Abstract: As the cloud native landscape flourishes, microservices emerge as a central pillar for contemporary software development, enabling agility, resilience, and scalability in modern computing environments. While these modular services promise opportunities, particularly in the transformative ecosystem of 5G and beyond, they also introduce a myriad of complexities. Notably, the migration from hardware-centric to software-defined environments, culminating in Virtual Network Functions (VNF), has facilitated dynamic deployments across cloud data centers. In this transition, VNFs are often deployed within cloud native environments as independent services, mirroring the microservices model. However, the advantage of flexibility in cloud native systems is shadowed by bottlenecks in computational resource allocation, sub-optimal service chain placements, and the perpetual quest for performance enhancement. Addressing these concerns is not just pivotal but indispensable for harnessing the true potential of microservice chains.In this thesis, the inherent challenges presented by cloud native microservice chains are addressed through the development and application of various tools and methodologies.

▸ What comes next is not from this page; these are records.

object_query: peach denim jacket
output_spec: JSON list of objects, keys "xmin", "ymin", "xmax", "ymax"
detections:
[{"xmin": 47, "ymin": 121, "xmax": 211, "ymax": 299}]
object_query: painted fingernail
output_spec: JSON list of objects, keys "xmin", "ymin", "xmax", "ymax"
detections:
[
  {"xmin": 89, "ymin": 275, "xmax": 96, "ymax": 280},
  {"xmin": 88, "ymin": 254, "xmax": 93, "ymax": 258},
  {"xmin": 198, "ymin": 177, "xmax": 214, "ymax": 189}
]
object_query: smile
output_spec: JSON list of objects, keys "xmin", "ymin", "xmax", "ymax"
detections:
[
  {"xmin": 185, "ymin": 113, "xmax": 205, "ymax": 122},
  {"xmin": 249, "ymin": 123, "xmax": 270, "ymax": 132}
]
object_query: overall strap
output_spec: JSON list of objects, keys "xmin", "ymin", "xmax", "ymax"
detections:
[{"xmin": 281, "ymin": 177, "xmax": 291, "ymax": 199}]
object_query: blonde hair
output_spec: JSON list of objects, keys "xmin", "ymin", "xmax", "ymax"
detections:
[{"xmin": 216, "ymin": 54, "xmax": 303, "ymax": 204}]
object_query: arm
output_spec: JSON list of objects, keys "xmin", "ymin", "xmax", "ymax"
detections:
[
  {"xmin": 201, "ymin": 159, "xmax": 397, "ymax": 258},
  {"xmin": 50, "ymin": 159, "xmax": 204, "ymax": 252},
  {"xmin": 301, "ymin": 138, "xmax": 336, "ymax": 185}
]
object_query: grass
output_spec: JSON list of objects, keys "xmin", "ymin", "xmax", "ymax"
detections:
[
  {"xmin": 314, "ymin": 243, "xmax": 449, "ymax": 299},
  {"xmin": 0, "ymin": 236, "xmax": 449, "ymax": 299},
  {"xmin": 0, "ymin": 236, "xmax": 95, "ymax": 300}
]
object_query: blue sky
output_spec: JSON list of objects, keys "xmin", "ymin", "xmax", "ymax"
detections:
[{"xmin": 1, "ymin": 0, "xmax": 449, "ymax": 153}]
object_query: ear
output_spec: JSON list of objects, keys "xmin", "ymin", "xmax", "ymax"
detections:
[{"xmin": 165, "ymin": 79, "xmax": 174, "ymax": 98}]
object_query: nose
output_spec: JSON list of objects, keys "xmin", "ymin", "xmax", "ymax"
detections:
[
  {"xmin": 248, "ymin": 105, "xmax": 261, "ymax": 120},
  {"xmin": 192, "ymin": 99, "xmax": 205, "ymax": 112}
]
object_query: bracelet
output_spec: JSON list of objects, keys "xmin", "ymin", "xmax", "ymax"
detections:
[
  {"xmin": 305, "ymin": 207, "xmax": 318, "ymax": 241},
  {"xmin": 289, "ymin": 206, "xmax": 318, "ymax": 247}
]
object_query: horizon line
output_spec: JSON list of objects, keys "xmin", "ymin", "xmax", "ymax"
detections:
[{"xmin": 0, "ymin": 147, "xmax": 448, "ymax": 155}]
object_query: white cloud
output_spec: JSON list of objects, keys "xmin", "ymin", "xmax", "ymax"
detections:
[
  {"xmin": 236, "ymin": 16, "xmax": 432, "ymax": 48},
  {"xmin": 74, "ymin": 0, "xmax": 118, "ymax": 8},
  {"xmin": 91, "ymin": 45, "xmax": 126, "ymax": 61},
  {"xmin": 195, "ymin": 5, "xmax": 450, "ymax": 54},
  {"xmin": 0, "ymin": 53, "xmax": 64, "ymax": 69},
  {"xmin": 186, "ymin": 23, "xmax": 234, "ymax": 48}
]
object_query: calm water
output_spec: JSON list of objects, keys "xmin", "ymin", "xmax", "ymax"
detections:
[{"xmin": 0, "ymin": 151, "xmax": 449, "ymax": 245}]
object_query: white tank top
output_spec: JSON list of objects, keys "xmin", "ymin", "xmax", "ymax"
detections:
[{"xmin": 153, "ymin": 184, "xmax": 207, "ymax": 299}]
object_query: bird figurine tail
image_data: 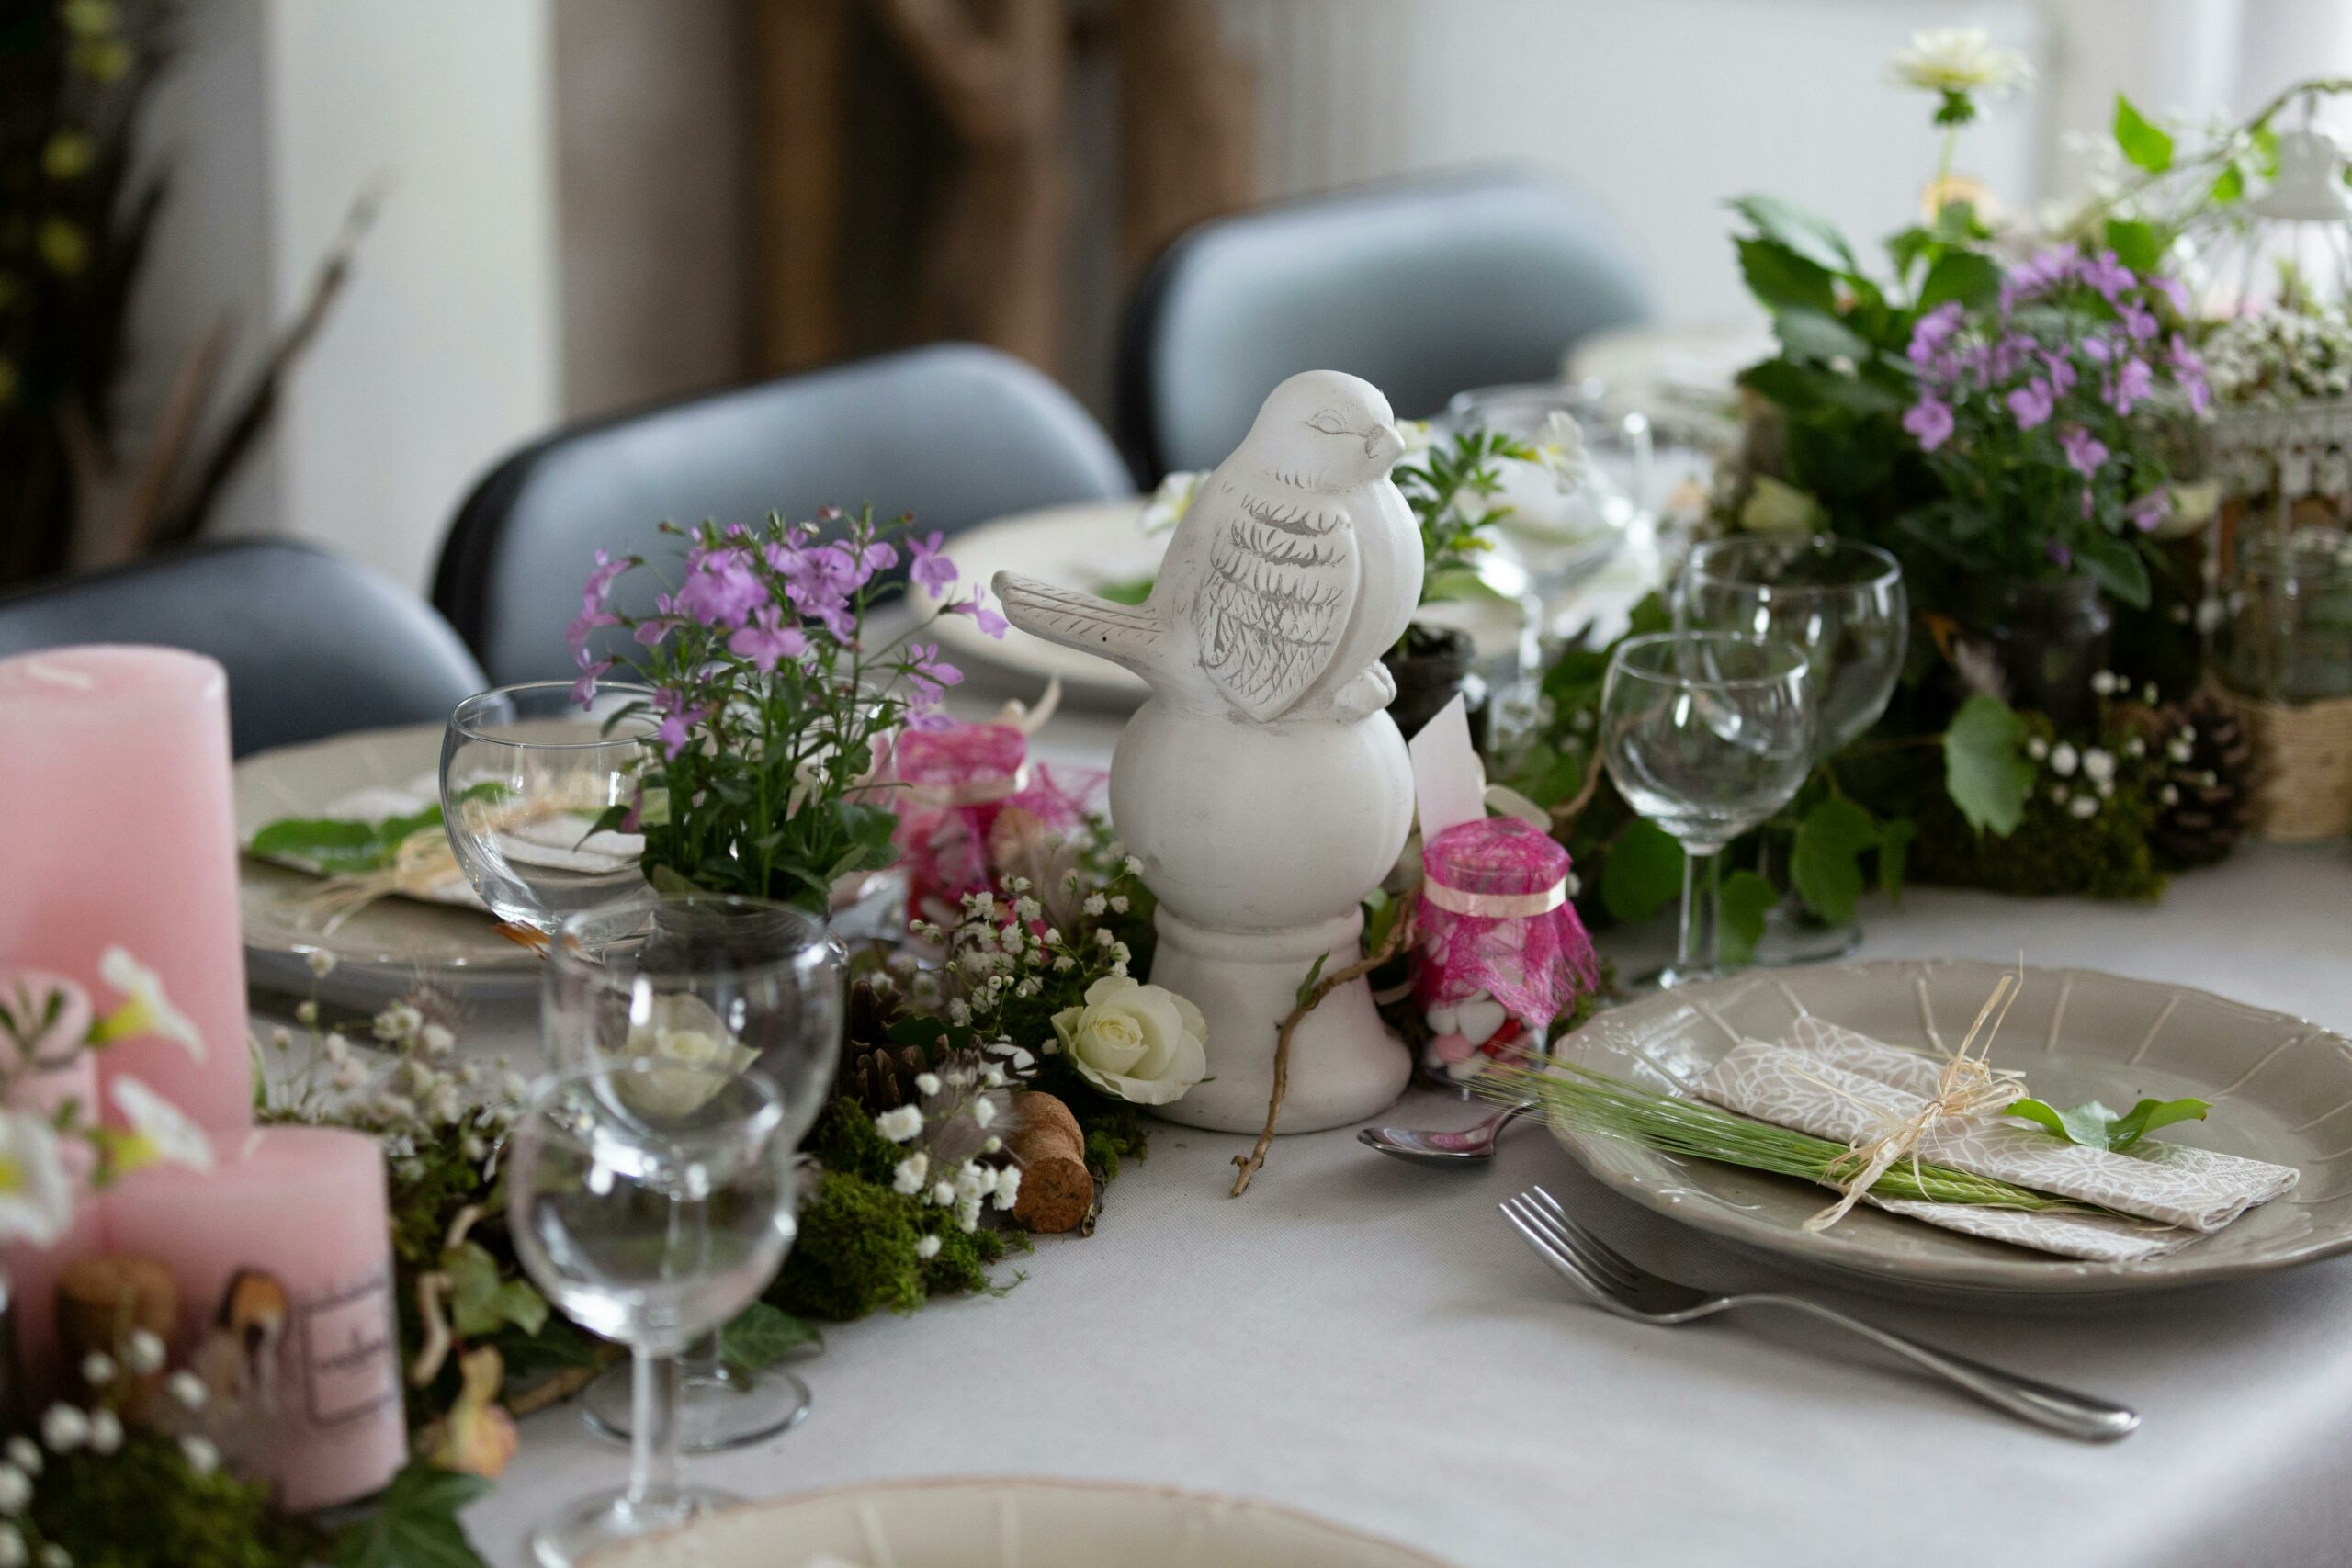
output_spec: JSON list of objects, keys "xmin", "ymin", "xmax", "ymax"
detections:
[{"xmin": 992, "ymin": 570, "xmax": 1167, "ymax": 681}]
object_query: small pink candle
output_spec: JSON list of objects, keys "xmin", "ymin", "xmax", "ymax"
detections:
[
  {"xmin": 105, "ymin": 1126, "xmax": 406, "ymax": 1511},
  {"xmin": 1, "ymin": 1145, "xmax": 102, "ymax": 1406},
  {"xmin": 0, "ymin": 647, "xmax": 252, "ymax": 1130}
]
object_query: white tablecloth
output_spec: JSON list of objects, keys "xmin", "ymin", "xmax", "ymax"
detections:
[{"xmin": 461, "ymin": 694, "xmax": 2352, "ymax": 1566}]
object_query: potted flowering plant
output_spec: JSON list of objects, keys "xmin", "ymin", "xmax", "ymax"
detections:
[
  {"xmin": 1898, "ymin": 249, "xmax": 2210, "ymax": 722},
  {"xmin": 569, "ymin": 508, "xmax": 1004, "ymax": 915}
]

The NFV-Inspector is introduced as a foundational tool, employing a systematic approach to profile and analyze Virtual Network Functions, subsequently extracting essential system KPIs essential for further modeling. Subsequent research introduced a Machine Learning (ML) based SLA-Aware resource recommendation system for cloud native functions. This system leveraged regression modeling techniques to correlate key performance metrics. Following this, PerfSim is proposed as a performance simulation tool designed specifically for cloud native computing environments, aiming to improve the accuracy of microservice chain simulations. Further research is conducted on Service Function Chain (SFC) Placement, emphasizing the equilibrium between cost-efficiency and latency optimization. The thesis concludes by integrating Deep Learning (DL) techniques for service chain optimization, employing both Graph Attention Networks (GAT) and Deep Q-Learning (DQN), highlighting the intersection of DL techniques and SFC performance optimization.